During a time when i had to focus all finances on my family - as is just the right thing to do- it left me with little to get on the air with.  Some haywired radio gear, which would never sell on E-bay is what was left.  So - haywiring I did and got it working fairly well. QRP gear from kits and a little home brew.  It worked and it was FUN!  As money loosened a little bit, I was able to build an amplifier so that friends in RF noisy cities could hear me better.  I usually hear them 'weak readable' because of the low noise here. That was fun - occasionally exasperating as I slowly made the amplifier more stable, but fun none the less.   Eventually money was close to normal again and I bought an IC-7200 .  It is excellent, I can do digital modes, it's a great shortwave receiver and etc.  You know what - I really miss the simpler gear and am tempted to return to my haywired station, and use the Big Rig money for something else.

Odd - eh?

Anyone else with this same mental problem, or is it only ME?    ;)

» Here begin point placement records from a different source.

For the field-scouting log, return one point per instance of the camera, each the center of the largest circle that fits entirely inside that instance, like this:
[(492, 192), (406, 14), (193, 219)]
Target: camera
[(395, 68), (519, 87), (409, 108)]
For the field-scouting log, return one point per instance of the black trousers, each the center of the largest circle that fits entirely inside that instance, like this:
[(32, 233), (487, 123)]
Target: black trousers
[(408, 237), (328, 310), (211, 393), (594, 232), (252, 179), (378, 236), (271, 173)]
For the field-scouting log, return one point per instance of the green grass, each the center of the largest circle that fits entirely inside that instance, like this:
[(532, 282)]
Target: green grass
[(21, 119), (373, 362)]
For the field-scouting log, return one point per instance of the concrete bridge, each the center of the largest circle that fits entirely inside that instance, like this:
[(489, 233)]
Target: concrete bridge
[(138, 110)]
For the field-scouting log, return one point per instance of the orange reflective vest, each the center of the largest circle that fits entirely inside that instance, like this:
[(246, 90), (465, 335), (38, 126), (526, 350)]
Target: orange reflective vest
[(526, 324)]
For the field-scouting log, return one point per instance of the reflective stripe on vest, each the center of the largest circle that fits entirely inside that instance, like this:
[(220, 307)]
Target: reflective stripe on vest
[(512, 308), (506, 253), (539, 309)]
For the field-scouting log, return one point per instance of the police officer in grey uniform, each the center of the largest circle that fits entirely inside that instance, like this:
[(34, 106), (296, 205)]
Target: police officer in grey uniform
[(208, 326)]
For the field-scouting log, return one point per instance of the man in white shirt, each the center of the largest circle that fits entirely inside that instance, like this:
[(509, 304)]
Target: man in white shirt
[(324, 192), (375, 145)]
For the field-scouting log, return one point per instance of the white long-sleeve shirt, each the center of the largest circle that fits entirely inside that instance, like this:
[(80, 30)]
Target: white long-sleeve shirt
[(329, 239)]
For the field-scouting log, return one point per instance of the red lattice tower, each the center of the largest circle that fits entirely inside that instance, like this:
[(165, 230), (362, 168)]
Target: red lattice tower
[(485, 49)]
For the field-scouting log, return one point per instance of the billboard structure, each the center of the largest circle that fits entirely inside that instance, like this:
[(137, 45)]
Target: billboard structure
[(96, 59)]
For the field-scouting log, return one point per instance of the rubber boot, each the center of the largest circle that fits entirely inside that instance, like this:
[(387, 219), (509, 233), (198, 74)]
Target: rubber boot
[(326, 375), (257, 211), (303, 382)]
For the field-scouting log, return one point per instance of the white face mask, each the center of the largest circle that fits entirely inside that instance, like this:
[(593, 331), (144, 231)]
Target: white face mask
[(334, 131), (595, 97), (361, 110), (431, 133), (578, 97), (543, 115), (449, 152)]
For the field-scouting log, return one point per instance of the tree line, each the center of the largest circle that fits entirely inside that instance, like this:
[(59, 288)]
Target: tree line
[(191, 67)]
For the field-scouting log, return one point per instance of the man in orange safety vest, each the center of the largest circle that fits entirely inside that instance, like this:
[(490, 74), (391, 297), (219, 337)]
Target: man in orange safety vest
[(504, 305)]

The Famous Goat Hiker Ham from Colorado has a sneek preview of the new 4 band CW/ssb  transceiver from LNR Precision.

It's brief and not technical, but good to see it.

>RadioRay ..._  ._

Morse Code / Morse Below One Watt -
« on: February 09, 2014, 12:10:18 PM »
There are those who telly ou that you MUST run 100 Watts or more - a kilowatt being essential for any serious/reliable radio station.  Then there are those who focus on antennas , quiet receivers and filters. Gil and I were chattering away on the radio, him with his 12 Watts and me with my 50'ish, testing my home brew amp.  I live in a rural, very low electrical noise area, so I can hear almost anything on the air.  Just for fun, Gil dropped hi power to 100 milliWatts (1/10th of a Watt). He was very weak but readable at 1/10th of a Watt! He increased to half Watt and it was quite usable.  At three Watts he was beginning to be considered strong and by 12 Watts he was s-8.  Wes Heywood, probably 'The Father' of wilderness QRP operations, did a lot of research and with the batteries of his day, 1/2 Watt - usually on 40 meter CW - was found to be quite reliable, assuming proper time of day, per distance was planned in advance.

This is no magic act.  Assuming an efficient antenna , it's just a matter of right time of day and band. Gil has a 1/2 wave , end fed wire and I have an 80 meter dipole - at 90 feet.  Of course, last year I was using a wire only 20 feet to the top, so for "only" a little over 800 miles, it's not that big of a deal.

The Point?  Cw is extremely efficient; the math shows a system gain for CW over voice of roughly 13-18 dB, depending upon who's numbers you are using. So, for the same reliability of transfer of intelligence you would need either 100 Watts SSB voice or 5 Watts CW.  I know personally which is easier to recharge in the field.  I have worked low power voice before, with my old PRC-74B manpack and with the little FT-817 and long ago with the 2 Watt Argonaut 505. It can be done.  However, I would STRONGLY encourage prepper hams to take-up CW.  You will not be disappointed.